People write toy Java benchmarks all the time. Nearly always they "get it wrong" -- wrong in the sense that the code they write doesn't measure what they think it does. Oh, it measures something all right -- just not what they want. This session presents some common benchmarking pitfalls, demonstrating pieces of real, bad (and usually really bad) benchmarks such as the following: SpecJVM98 209_db isn't a DB test; it's a bad string-sort test and indirectly a measure of the size of your TLBs and caches. SpecJAppServer2004 is a test of your DB and network speed, not your JVM. SpecJBB2000 isn't a middleware test; it's a perfect young-gen-only garbage collection test. The session goes through some of the steps any programmer would go through to make a canned program run fast -- that is, it shows you how benchmarks get "spammed."
The session is for any programmer who has tried to benchmark anything. It provides specific advice on how to benchmark, stumbling blocks to look out for, and real-world examples of how well-known benchmarks fail to actually measure what they intended to measure.

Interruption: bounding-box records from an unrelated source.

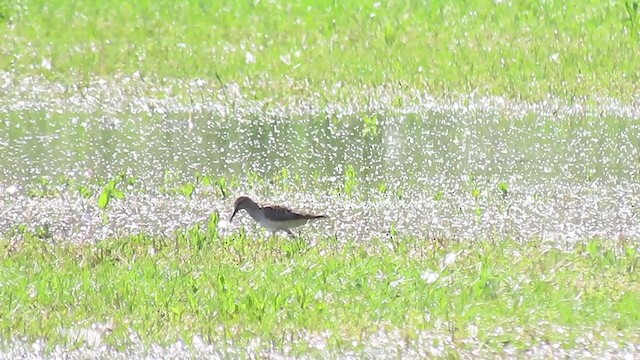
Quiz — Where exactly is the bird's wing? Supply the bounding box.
[262,205,323,221]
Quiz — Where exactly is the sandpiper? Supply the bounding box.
[229,196,326,236]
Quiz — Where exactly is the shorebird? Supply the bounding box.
[229,196,326,236]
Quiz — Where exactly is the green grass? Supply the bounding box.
[0,219,640,352]
[0,0,640,100]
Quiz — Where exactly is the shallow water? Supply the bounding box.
[0,73,640,243]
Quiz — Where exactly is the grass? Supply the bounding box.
[0,218,640,353]
[0,0,640,101]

Fast Bytecodes for Funny Languages
There are several languages that target bytecodes and the JVM machine as their new "assembler," including Scala, Clojure, Jython, JRuby, the JavaScript programming language/Rhino, and JPC. This session takes a quick look at how well these languages sit on a JVM machine, what their performance is, where it goes, and why.
Some of the results are surprising: Clojure's STM ran a complex concurrent problem with 600 parallel worker threads with perfect scaling on an Azul box without modification. Some of the results are less surprising: fixnum/bignum math ops take a substantial toll on the benefit of entirely transparent integer math and a lack of tail-call optimization gives some languages fits. Some of the languages can get "to the metal" and sometimes performance takes a backseat to other concerns. This session, for non-Java platform JVM machine users, is a JVM machine's-eye-view of bytecodes, JITs, and code-gen and will give you insight into why a language is (or is not!) as fast as you might expect.

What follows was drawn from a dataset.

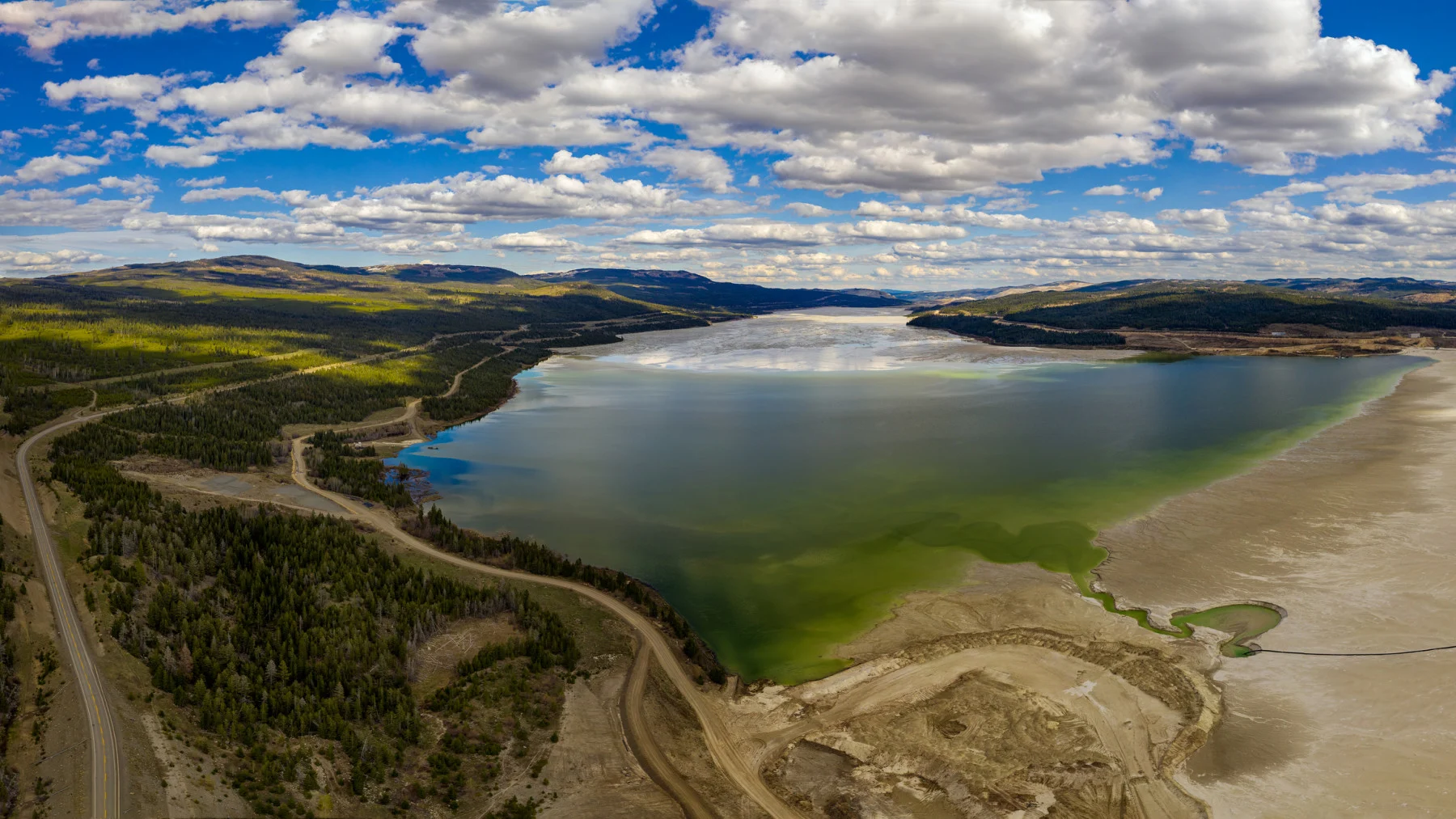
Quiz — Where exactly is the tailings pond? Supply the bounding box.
[400,310,1423,682]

A Crash Course in Modern Hardware
I walk through a tiny performance example on a modern out-of-order CPU, and basically show that (1) single-threaded performance is tapped out, (2) all the action is with multi-threaded programs and (3) the memory subsystem.
I discuss the Von Neumann architecture, CISC vs RISC, the rise of multicore, Instruction-Level Parallelism (ILP), pipelining, out-of-order dispatch, static vs dynamic ILP, performance impact of cache misses, memory performance, memory vs CPU caching, examples of memory/CPU cache interaction, and tips for improving performance.